May 20, 2022

Ukraine war puts major dent in derivative margin costs, new research

Ukraine war puts major dent in derivative margin, with firms having to find new sources of financing or reducing their positions in order to meet the collateral requirements from brokers, according to new analysis from OpenGamma.

The findings observed that the margin rate for Brent Crude futures on Intercontinental Exchange (ICE) now stands at over $10,00 per lot. With the Brent Crude price hovering around $100, this means the margin is now around 10%. Similar sharp rises in margin have been observed in the natural gas markets. Margin on Dutch Gas futures rose by 38% on March 9 on the exchange, which followed a 36% rise on March 4 – a doubling of margin in less than a week.

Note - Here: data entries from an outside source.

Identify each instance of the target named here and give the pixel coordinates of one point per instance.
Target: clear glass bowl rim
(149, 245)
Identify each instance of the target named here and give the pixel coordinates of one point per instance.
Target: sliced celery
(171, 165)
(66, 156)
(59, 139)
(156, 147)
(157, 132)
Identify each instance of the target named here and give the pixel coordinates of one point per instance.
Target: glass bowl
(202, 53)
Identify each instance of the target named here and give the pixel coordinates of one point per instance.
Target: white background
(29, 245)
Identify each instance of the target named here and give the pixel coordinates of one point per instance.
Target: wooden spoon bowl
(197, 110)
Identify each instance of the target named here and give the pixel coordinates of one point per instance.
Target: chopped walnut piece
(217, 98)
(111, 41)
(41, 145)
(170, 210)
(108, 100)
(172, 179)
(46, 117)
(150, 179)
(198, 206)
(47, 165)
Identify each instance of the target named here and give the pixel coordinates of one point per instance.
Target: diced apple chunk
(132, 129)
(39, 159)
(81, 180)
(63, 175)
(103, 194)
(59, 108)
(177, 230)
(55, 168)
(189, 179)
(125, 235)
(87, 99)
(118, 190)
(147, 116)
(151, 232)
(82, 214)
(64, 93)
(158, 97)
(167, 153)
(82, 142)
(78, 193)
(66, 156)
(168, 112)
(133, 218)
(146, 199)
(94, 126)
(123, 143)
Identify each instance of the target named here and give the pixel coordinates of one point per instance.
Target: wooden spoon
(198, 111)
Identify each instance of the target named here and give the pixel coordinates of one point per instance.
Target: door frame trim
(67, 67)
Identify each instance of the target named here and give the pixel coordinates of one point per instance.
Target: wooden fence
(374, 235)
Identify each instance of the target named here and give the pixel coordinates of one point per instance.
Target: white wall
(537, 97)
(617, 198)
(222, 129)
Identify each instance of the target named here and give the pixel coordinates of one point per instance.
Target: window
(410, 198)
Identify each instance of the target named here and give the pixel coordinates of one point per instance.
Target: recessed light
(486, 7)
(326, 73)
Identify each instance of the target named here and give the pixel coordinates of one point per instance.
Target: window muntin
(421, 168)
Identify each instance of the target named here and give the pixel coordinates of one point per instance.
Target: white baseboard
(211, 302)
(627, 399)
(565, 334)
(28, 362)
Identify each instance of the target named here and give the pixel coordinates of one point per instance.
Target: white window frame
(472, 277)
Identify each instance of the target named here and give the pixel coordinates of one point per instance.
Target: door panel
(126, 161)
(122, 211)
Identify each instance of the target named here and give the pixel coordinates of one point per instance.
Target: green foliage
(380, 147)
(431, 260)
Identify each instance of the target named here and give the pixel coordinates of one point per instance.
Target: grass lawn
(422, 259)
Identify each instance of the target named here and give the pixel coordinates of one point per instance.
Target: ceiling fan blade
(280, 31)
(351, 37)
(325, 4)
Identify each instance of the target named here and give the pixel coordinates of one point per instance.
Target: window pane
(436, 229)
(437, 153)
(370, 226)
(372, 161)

In agriculture, a sector particularly sensitive due to Russia and Ukraine’s influence in the market, there have been increases in margin for all sources of wheat. Surprisingly the largest has been on UK wheat, with ICE increasing their margin by half. Meanwhile in metals, this time last year the margin rate for nickel was $1,270 per tonne, but now it has been raised again to $4,808. That’s a 4-fold increase over the year.

In bond markets, ongoing uncertainty over how bad inflation will get and the knock-on-effect on interest rates following the Bank of England’s latest rate rise means that clearing houses have been forced to increase their margin rates. Margin on a three-month Euro contract has increased in Q1 from €455 to €660 – a 45% increase.

The Russian invasion of Ukraine has had a significant impact on derivatives across all markets, but it is the Energy market that has been affected the most because of the dependence on Russian oil and gas,” according to Joe Midmore, Chief Commercial Officer at OpenGamma.

Margins are now higher as a percentage of contract value, and with prices still being at record levels this is leading to a significant increase in margin requirements. Some firms are finding it difficult to fund this and are looking for assistance from central banks. The worry is there could be a default that would disrupt the market even further,” Midmore concluded.